Class II alleles define the main HLA effect on type 1 diabetes, but there is an independent effect of certain class I alleles. Class II and class I molecules are differently involved in the initiation and effector phases of the immune response, suggesting that class I alleles would be important determinants in the rate of β-cell destruction. To test this hypothesis we analyzed the role of HLA class I and class II gene polymorphisms in the progression from diabetes-associated autoimmunity to clinical disease.

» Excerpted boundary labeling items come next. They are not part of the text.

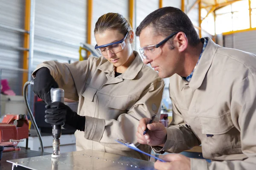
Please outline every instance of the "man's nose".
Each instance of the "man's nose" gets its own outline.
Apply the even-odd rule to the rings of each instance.
[[[151,62],[152,62],[152,61],[153,60],[152,60],[148,59],[148,58],[144,59],[143,60],[143,62],[145,64],[150,64]]]
[[[111,58],[112,57],[113,57],[114,55],[114,53],[112,53],[108,49],[107,50],[107,53],[108,54],[108,58]]]

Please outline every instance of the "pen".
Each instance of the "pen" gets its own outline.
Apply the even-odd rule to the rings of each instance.
[[[150,120],[149,121],[149,122],[148,122],[148,124],[150,124],[151,123],[153,123],[153,121],[154,121],[154,119],[156,118],[156,116],[157,116],[157,115],[155,114],[154,114],[153,115],[153,116],[152,116],[152,118],[151,118]],[[143,135],[145,135],[145,134],[146,134],[147,133],[147,132],[148,132],[148,128],[146,127],[146,130],[143,133]]]

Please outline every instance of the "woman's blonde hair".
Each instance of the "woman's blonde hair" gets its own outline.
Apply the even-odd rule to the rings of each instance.
[[[94,34],[102,33],[106,30],[117,30],[125,36],[127,32],[132,30],[131,23],[119,13],[110,12],[100,17],[95,24]]]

RESEARCH DESIGN AND METHODS

The effect of HLA-DR-DQ haplotypes and a panel of class I HLA-A and -B alleles on the progression from autoantibody seroconversion to clinical diabetes was studied in 249 children persistently positive for at least one biochemical diabetes-associated autoantibody in addition to islet cell autoantibody.

RESULTS

The progression to clinical disease was separately analyzed after the appearance of the first and the second persistent biochemical autoantibody using Cox regression. Multivariate analysis demonstrated a significant protective effect of the A*03 allele (odds ratio [OR] 0.61, P = 0.042 after the first and OR 0.55, P = 0.027 after the second autoantibody), whereas the B*39 allele had a promoting effect after seroconversion for the second autoantibody (OR 2.4, P = 0.014). When children with the DR3/DR4 genotype were separately analyzed, HLA-B*39 had a strong effect (OR 6.6, P = 0.004 and OR 7.5, P = 0.007, after the appearance of the first and the second autoantibody, respectively). The protective effect of A*03 was seen only among children without the DR3/DR4 combination.

CONCLUSIONS

These results confirm that class I alleles affect the progression of diabetes-associated autoimmunity and demonstrate interactions between class I and class II alleles.The HLA gene region on the short arm of chromosome 6 is the most important of the multiple gene loci affecting susceptibility to type 1 diabetes. Disease onset is preceded by the presence of circulating autoantibodies as a marker of the ongoing autoimmune process, and the duration of this period is highly variable (1). There may be differences in the genetic and environmental factors affecting the initiation of the autoimmune response and the later course of β-cell autoimmunity, conceivably leading to clinical disease. This has also been suspected for genes within the HLA region where susceptibility to type 1 diabetes is mainly defined by alleles of class II DR and DQ genes, although evidence has also accumulated for the contribution of class I alleles in the A and B loci (2–5). It has been proposed that class II genes determine the initiation of autoimmunity, whereas class I genes define the progression of β-cell damage (6). This model is theoretically supported by the roles of class II and class I molecules in the immune response. This response is initiated when CD4+ T-cells recognize antigens in the context of class II HLA molecules, whereas cytotoxic CD8+ T-cells respond to antigenic peptides presented by the class I molecules.To further explore this hypothesis we analyzed the effect of common class II haplotypes and a panel of class I alleles on the rate of progression to clinical diabetes in a follow-up group of children with established diabetes-associated autoimmunity. This cohort of 249 children was derived from the Finnish Diabetes Prediction and Prevention (DIPP) study. All the subjects had at least one persistently positive biochemically defined autoantibody in addition to islet cell autoantibodies (ICAs); of these, 136 (54.6%) developed type 1 diabetes during the follow-up period.